Monitoring the Stack¶

Effective monitoring of Customer-Managed Prefect covers four areas: PostgreSQL, Redis, the Kubernetes cluster, and the Prefect application services themselves.

PostgreSQL¶

Monitor the following metrics on each of the three databases (Nebula, Orion, Events):

Metric	Why It Matters
CPU Utilization	Sustained high CPU can indicate missing indexes, inefficient queries, or insufficient sizing
Memory Utilization	Low available memory can lead to increased disk I/O and degraded query performance
Active Connections	Exhausting the connection limit will cause new requests to fail; track against `max_connections`
PG Locks	Lock contention can cause queries to queue and time out, particularly during high-concurrency flow runs

For recommended PostgreSQL configuration to support performance and observability, see Database Flags.

Redis¶

Monitor the following metrics on each Redis instance (Cache, Work, Streams):

Metric	Why It Matters
CPU Utilization	High CPU on the Streams instance may indicate a backlog of unprocessed events
Memory Utilization	Redis will evict keys or error when memory is exhausted; size each instance appropriately
Cache Hit Ratio	A low hit ratio on the Cache instance means more requests are falling through to PostgreSQL, increasing database load

Kubernetes Cluster¶

Monitor at the cluster and node level:

Metric	Why It Matters
Node CPU Utilization	Sustained saturation will cause pod throttling and degraded service response times
Node Memory Utilization	Memory pressure leads to pod evictions, which can interrupt running services
Control Plane Metrics	API server latency and etcd health are leading indicators of cluster instability

Prefect Application Services¶

Prometheus Metrics¶

Each Prefect web service exposes a Prometheus-compatible /metrics endpoint.
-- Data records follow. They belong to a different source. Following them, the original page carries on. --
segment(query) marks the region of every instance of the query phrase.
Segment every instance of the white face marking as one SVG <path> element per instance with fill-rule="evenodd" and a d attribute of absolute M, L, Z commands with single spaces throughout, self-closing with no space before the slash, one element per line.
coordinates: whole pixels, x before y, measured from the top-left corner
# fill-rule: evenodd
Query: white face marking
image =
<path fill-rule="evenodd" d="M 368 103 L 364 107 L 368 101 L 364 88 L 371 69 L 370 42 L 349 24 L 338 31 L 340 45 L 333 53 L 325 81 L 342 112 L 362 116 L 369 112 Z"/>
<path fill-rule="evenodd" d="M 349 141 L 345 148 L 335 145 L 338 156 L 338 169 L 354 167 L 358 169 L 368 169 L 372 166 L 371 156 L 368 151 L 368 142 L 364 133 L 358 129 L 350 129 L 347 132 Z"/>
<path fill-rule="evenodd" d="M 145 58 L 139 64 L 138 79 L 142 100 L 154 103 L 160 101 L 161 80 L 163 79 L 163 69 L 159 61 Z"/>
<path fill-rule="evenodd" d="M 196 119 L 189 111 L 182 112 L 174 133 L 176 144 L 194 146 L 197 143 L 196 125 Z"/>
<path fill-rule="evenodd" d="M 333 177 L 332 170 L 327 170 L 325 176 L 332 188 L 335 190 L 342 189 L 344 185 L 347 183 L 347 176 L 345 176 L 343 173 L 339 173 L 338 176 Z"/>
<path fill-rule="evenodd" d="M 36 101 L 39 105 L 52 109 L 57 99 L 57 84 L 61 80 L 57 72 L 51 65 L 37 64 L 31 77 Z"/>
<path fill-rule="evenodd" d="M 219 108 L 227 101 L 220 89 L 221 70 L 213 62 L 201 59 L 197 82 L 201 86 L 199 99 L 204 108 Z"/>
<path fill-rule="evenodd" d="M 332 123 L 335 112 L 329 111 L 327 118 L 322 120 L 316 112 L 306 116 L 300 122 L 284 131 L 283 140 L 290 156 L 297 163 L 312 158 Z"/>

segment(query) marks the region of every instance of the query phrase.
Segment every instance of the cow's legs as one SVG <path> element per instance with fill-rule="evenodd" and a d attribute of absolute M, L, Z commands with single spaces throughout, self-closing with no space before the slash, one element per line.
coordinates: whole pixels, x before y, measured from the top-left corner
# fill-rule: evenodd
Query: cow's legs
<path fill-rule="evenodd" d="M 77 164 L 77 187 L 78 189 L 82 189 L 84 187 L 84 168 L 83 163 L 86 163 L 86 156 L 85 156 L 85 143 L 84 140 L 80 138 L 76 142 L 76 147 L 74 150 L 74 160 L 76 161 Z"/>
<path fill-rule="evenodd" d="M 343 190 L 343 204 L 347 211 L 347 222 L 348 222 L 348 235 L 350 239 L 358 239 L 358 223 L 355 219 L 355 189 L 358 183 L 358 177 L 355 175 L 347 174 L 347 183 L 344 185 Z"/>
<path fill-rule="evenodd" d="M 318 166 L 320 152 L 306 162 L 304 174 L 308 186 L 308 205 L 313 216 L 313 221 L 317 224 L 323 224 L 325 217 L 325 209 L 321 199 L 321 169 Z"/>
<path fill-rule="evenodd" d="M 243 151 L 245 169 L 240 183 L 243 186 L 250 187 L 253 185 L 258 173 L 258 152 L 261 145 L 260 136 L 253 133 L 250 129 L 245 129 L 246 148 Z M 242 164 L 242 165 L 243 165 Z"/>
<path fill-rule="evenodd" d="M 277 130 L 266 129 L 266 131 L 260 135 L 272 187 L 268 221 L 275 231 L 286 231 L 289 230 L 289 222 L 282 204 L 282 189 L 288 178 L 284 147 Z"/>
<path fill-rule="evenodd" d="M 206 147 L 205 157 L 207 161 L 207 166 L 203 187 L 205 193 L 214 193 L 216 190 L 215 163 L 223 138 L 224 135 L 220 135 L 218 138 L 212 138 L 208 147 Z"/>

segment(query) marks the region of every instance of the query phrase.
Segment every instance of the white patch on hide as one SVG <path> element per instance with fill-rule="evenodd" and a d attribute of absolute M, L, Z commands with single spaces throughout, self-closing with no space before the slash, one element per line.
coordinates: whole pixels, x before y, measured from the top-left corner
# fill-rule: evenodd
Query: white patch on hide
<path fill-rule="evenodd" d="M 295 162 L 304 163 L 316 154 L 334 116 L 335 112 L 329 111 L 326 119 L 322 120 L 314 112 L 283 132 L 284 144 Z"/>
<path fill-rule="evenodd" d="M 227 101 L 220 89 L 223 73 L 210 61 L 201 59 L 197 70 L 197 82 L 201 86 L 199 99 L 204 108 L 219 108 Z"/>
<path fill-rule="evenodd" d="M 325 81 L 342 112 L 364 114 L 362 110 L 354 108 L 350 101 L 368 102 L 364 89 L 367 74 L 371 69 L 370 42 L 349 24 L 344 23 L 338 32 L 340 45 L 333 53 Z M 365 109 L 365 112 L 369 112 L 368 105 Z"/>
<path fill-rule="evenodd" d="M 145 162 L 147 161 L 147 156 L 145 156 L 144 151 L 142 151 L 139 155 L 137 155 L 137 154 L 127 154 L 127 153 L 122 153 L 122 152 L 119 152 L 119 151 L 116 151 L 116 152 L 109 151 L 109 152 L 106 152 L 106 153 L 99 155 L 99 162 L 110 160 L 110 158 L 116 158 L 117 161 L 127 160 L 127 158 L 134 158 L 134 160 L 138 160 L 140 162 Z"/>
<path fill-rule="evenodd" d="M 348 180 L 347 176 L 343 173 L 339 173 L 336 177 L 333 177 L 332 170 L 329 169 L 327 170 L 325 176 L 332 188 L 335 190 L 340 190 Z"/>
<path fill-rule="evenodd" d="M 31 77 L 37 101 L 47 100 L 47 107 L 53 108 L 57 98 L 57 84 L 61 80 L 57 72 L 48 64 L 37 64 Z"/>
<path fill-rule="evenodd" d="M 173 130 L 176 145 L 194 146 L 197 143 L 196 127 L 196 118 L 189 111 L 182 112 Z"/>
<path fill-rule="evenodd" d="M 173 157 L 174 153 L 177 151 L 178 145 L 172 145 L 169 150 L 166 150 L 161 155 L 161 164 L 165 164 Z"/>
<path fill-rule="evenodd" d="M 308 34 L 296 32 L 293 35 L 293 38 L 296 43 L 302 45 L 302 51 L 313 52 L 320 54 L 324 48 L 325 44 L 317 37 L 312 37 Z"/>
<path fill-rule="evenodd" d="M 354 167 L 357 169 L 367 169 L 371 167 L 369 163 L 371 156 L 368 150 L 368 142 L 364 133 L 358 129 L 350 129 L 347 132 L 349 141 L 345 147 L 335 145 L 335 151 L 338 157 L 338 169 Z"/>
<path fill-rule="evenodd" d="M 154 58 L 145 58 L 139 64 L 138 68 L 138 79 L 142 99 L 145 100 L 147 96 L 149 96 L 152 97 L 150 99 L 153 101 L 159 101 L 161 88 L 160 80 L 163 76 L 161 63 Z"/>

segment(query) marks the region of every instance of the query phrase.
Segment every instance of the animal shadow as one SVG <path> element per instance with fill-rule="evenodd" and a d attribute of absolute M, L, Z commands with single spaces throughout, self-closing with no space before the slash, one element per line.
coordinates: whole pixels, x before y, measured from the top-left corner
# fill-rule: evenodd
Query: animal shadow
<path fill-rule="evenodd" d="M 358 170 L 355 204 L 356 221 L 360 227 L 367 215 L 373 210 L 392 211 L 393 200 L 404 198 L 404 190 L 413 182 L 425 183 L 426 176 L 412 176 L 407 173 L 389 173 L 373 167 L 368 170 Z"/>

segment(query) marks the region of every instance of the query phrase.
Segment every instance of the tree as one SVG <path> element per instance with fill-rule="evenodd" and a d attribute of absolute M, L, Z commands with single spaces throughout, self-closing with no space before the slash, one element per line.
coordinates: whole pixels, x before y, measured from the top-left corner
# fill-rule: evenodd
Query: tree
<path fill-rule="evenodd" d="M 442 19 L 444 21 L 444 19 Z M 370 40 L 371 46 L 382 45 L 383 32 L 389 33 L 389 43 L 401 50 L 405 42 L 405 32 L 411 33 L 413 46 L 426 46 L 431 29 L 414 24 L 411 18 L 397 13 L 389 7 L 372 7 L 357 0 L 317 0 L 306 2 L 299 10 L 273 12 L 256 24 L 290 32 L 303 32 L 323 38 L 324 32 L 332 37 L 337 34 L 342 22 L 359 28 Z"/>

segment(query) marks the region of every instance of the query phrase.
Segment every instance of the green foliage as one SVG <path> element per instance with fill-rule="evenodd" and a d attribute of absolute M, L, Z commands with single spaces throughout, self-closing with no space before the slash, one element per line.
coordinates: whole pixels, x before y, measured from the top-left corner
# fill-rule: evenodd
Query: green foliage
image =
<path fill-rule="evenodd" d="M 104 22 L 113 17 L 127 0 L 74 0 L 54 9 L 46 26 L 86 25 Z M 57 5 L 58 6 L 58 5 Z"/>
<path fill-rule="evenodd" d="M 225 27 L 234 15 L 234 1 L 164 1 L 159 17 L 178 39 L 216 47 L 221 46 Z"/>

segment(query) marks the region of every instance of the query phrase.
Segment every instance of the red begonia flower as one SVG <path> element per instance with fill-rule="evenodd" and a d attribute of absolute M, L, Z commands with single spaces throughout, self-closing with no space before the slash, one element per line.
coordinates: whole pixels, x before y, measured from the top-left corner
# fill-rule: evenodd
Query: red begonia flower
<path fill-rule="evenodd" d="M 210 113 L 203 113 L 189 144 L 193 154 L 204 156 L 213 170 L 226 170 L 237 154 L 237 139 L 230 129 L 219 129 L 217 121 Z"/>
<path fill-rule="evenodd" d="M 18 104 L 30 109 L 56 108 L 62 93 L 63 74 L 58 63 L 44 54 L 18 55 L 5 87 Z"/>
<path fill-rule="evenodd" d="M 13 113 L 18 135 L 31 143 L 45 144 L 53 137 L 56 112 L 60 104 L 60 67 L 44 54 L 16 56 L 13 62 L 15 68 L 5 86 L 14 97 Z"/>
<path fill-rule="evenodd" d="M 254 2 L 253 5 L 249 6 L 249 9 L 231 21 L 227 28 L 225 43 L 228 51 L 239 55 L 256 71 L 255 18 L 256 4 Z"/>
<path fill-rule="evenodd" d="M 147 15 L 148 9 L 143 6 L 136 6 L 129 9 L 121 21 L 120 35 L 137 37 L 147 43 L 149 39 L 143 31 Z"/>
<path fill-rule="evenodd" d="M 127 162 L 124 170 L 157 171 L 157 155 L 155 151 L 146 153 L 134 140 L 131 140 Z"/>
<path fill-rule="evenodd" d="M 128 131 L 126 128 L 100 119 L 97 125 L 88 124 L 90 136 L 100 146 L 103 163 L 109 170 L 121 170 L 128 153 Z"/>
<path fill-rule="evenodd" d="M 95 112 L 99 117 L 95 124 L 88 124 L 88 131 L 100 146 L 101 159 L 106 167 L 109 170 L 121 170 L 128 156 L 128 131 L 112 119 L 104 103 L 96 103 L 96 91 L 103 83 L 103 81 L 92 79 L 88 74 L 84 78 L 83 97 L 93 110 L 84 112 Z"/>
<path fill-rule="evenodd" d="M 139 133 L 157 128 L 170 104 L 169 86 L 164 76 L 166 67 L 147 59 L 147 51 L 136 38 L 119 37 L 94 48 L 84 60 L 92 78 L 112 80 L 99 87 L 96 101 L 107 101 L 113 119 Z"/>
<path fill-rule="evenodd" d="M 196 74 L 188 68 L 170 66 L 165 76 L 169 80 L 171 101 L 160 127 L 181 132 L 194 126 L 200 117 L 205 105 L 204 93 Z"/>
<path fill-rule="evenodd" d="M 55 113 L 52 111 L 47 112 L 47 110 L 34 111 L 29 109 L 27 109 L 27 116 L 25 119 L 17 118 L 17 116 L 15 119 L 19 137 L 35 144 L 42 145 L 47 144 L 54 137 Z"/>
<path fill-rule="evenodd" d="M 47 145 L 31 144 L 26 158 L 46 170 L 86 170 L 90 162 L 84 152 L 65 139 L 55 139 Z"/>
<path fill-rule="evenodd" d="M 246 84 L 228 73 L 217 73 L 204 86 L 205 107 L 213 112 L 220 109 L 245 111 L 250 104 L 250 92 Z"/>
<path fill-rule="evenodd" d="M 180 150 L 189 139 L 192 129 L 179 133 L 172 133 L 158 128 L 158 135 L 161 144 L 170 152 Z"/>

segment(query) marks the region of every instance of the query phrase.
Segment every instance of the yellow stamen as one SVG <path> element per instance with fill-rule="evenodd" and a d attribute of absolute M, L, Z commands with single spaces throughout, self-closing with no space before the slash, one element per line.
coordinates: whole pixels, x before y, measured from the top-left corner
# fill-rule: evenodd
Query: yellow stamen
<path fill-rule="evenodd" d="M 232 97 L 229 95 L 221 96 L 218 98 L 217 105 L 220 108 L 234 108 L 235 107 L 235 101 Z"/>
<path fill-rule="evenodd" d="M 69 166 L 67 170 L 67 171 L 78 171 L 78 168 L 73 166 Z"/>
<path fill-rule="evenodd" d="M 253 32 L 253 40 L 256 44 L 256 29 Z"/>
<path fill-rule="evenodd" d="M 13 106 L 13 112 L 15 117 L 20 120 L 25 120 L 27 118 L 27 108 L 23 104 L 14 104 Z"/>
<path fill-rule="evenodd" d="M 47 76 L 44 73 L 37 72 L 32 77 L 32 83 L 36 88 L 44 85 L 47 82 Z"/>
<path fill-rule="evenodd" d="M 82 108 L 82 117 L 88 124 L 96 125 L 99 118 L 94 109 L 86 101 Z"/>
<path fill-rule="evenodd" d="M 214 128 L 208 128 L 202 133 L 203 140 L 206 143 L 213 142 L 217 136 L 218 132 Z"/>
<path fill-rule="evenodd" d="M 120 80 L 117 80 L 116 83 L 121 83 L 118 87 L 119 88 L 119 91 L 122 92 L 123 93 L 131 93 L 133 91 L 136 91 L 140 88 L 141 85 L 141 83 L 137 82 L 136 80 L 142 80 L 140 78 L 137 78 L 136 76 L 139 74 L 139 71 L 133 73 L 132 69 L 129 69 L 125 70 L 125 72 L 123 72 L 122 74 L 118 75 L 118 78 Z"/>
For example:

auth:4300/metrics

Scrape these endpoints with your Prometheus instance to track request rates, error rates, and latency per service. See Prefect Services for the full list of web services and their roles.

Service Logs¶

Logs are the most direct signal of service health. Collect and monitor logs from all running Prefect pods:

kubectl logs -n prefect <pod-name>

Key things to watch for:

Error-level log entries — unexpected exceptions or repeated failures in any service
Authentication errors — failures in the auth service will cascade to all other services
Database connection errors — indicate connectivity or pool exhaustion issues with PostgreSQL or Redis
Slow query warnings — sustained slow queries point to database sizing or indexing issues

To increase log verbosity for a service during investigation, set the following environment variables on the relevant Kubernetes deployment:

- name: PREFECT_CLOUD_LOGGING_LEVEL
  value: 'DEBUG'
- name: PREFECT_CLOUD_DISABLE_LOGGING_CONFIG
  value: 'true'